There is no difference between this case and the principle laid down in the case of Gresham v. A.C.L. Corporation,ante 53, except in the Gresham case the legal title to the timber was involved, and in this case the equitable title to or interest in the timber is involved. *176

The Court will grant an injunction upon a proper showing where equitable interest or title is the issue involved, as well as where the legal title is the issue involved, and the showing made, at the hearing below, before the Circuit Judge was sufficient to grant an injunction upon. Payne v. Melton, 67 S.C. 233, 45 S.E. 154; Boyd v. Traxler,84 S.C. 51, 65 S.E. 936; Sizemore v. Jennings, 88 S.C. 243,70 S.E. 726.

Exceptions four, five and eight made by the plaintiff are sustained, they covering in substance all the errors imputed to the Circuit Judge.
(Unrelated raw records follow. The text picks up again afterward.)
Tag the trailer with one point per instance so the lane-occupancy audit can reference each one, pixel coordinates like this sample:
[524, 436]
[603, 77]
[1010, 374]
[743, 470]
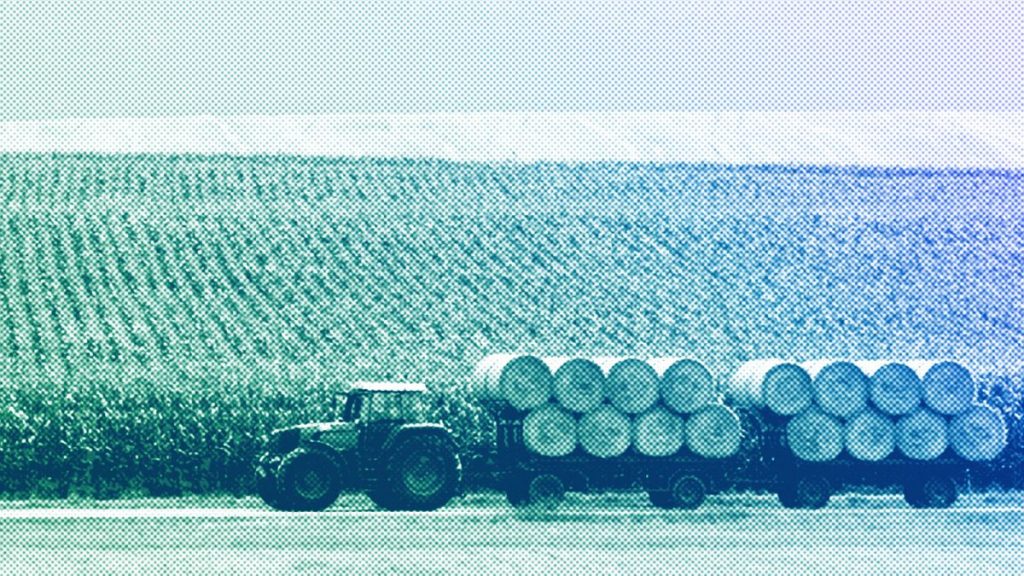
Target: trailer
[683, 481]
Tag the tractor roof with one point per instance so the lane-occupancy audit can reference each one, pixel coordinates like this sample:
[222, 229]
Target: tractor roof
[388, 386]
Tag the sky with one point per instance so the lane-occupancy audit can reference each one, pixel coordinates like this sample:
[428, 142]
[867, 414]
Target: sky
[102, 59]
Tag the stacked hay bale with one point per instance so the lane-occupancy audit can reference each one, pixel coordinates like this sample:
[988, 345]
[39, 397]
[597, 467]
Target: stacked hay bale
[872, 409]
[606, 406]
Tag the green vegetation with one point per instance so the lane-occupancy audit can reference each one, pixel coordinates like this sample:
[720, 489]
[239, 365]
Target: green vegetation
[158, 315]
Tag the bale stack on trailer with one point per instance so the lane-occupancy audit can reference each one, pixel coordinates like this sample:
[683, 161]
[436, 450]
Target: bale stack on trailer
[606, 406]
[872, 410]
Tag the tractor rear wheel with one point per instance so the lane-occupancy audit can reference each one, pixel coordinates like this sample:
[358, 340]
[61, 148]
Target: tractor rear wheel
[307, 480]
[423, 472]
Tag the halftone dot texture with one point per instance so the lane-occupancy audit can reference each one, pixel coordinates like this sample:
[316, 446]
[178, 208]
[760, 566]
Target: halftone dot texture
[162, 313]
[171, 290]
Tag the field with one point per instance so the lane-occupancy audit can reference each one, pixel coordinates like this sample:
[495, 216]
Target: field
[161, 313]
[481, 535]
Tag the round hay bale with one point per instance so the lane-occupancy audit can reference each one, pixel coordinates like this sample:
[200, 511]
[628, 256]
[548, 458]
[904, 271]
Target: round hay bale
[978, 434]
[922, 435]
[658, 433]
[782, 386]
[630, 384]
[946, 386]
[522, 380]
[685, 384]
[894, 388]
[840, 387]
[714, 432]
[605, 433]
[550, 430]
[869, 436]
[579, 383]
[814, 436]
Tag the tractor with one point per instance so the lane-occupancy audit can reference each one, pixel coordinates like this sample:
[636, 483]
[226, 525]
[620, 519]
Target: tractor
[384, 444]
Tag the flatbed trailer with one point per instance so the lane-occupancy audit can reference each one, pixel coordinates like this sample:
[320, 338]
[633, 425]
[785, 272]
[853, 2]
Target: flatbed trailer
[764, 463]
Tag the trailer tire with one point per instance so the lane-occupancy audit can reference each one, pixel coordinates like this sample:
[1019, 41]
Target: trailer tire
[810, 492]
[687, 492]
[935, 491]
[266, 487]
[546, 491]
[517, 492]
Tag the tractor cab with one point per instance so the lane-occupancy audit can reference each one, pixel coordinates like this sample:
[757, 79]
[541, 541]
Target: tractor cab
[386, 402]
[386, 444]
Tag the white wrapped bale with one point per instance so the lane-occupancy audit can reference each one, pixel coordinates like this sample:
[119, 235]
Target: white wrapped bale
[922, 435]
[869, 436]
[782, 386]
[840, 387]
[630, 384]
[714, 432]
[894, 388]
[550, 430]
[946, 386]
[579, 383]
[522, 380]
[978, 434]
[814, 436]
[658, 433]
[685, 384]
[605, 433]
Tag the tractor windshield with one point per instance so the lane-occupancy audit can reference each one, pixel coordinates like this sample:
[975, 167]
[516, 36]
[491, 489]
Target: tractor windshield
[353, 405]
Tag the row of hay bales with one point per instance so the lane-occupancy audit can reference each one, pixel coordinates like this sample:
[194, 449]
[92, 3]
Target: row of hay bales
[872, 409]
[604, 406]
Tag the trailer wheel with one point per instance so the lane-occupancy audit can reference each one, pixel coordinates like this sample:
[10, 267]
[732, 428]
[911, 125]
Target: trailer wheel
[266, 487]
[808, 492]
[546, 491]
[517, 492]
[687, 492]
[659, 498]
[937, 491]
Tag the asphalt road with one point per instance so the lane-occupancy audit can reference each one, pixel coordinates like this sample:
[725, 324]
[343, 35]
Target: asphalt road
[481, 535]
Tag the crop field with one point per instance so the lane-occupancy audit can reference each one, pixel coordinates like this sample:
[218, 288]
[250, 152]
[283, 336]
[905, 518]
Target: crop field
[481, 535]
[159, 314]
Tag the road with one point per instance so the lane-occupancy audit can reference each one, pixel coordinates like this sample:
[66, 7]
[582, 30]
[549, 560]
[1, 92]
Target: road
[481, 535]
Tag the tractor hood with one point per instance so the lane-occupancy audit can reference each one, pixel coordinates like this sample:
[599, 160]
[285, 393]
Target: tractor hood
[340, 435]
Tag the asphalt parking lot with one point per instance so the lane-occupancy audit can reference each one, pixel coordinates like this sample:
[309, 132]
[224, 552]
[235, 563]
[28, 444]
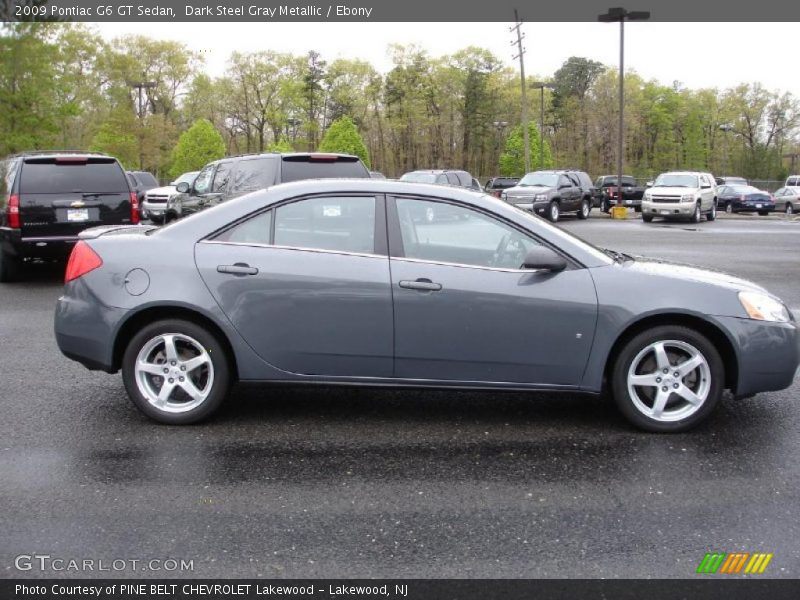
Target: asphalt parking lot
[312, 482]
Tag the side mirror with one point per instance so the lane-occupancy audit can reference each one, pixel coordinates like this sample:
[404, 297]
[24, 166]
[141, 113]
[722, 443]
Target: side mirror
[544, 259]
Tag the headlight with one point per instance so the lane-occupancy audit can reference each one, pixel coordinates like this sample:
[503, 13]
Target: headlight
[763, 308]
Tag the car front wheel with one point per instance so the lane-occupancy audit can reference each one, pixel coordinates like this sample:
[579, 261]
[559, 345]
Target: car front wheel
[668, 379]
[553, 212]
[583, 213]
[175, 372]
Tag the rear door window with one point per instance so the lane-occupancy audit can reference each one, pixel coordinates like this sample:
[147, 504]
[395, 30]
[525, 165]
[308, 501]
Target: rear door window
[253, 174]
[53, 176]
[338, 223]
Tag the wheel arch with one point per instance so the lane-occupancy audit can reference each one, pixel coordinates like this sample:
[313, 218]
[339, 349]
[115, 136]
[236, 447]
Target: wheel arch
[157, 313]
[715, 334]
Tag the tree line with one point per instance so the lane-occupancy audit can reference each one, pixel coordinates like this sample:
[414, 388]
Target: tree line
[64, 86]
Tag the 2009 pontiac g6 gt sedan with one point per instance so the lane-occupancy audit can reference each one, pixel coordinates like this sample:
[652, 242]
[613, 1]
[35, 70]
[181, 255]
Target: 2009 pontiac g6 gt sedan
[347, 282]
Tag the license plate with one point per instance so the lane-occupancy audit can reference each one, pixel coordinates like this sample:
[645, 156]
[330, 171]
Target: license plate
[77, 214]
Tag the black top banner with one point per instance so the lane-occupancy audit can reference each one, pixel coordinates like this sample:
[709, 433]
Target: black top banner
[393, 10]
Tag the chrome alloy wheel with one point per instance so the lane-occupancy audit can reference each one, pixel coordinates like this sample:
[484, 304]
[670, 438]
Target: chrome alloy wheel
[669, 380]
[174, 372]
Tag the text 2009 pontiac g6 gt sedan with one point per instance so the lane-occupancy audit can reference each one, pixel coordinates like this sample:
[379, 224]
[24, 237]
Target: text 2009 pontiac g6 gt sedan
[345, 281]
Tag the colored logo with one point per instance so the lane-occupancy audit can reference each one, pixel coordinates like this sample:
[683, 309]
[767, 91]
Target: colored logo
[734, 563]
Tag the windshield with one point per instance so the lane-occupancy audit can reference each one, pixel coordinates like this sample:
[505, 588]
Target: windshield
[676, 180]
[419, 177]
[539, 178]
[186, 178]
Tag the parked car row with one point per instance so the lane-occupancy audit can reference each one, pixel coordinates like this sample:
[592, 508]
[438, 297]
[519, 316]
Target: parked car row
[48, 198]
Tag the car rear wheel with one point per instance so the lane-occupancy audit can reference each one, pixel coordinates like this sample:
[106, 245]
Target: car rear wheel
[668, 379]
[583, 213]
[10, 267]
[175, 372]
[553, 212]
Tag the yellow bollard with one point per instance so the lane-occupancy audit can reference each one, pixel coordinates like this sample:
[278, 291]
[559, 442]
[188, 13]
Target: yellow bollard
[619, 212]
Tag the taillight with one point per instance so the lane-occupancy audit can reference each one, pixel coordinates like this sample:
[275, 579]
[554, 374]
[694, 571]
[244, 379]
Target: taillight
[82, 260]
[134, 208]
[12, 211]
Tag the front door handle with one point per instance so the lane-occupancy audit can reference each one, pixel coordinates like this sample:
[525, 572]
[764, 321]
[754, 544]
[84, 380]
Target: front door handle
[423, 285]
[237, 269]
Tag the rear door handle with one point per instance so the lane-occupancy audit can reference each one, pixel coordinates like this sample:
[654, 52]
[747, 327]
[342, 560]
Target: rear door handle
[237, 269]
[424, 285]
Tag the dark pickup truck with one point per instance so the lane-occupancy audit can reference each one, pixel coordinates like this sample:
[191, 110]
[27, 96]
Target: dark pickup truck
[606, 194]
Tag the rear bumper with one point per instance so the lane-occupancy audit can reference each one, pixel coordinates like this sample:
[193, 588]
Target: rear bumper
[14, 244]
[769, 354]
[85, 329]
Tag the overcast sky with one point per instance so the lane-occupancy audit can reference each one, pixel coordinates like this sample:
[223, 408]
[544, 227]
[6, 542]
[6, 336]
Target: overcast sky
[696, 54]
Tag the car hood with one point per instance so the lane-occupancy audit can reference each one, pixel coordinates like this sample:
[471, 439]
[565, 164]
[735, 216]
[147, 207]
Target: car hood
[526, 190]
[688, 272]
[671, 191]
[166, 190]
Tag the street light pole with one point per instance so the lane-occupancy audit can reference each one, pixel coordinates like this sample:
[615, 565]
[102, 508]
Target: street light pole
[621, 15]
[540, 85]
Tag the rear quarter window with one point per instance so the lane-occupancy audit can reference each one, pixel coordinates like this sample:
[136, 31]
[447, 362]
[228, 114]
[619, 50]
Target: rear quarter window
[296, 170]
[51, 177]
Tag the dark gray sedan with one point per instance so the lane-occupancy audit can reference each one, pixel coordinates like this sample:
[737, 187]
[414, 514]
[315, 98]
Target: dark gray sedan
[335, 282]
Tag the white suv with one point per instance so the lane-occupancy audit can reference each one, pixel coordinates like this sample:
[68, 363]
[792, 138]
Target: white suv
[681, 195]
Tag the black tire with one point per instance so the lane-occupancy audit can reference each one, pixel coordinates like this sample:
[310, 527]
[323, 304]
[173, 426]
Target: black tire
[10, 268]
[697, 215]
[633, 347]
[585, 209]
[221, 371]
[553, 211]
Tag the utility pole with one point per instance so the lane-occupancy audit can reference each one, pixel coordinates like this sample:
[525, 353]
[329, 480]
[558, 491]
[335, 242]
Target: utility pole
[520, 54]
[140, 86]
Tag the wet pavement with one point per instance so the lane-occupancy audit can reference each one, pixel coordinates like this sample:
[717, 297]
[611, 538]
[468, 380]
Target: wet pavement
[316, 482]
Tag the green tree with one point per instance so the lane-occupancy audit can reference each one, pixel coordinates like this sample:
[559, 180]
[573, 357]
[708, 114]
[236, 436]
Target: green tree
[342, 136]
[198, 145]
[512, 160]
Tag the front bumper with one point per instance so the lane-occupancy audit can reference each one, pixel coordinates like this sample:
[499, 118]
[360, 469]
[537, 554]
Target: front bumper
[768, 354]
[668, 209]
[85, 329]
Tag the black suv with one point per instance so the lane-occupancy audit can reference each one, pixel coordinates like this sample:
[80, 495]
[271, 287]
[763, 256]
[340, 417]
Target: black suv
[237, 175]
[47, 198]
[606, 195]
[551, 193]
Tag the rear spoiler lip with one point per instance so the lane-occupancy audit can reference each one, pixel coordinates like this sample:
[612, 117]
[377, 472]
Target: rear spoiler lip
[95, 232]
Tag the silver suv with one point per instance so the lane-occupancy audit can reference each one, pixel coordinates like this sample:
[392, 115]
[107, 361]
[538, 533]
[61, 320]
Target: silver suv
[681, 195]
It is unnecessary to consider the others.

It is the judgment of this Court that the order of the Circuit Judge dissolving the injunction be, and the same is hereby, reversed. Let the complaint, the exceptions, and power of attorney, the affidavit of John Richardson, Jr., and of D.K. Godbold, be printed with the report of the case.

THE CHIEF JUSTICE concurs on the ground that the plaintiff made a prima facie showing, when the temporary order of injunction was granted; and that the ends of justice would be subserved by continuing the injunction, especially as the dissolution thereof would materially change the status of the property, and might be very prejudicial to the rights of the parties.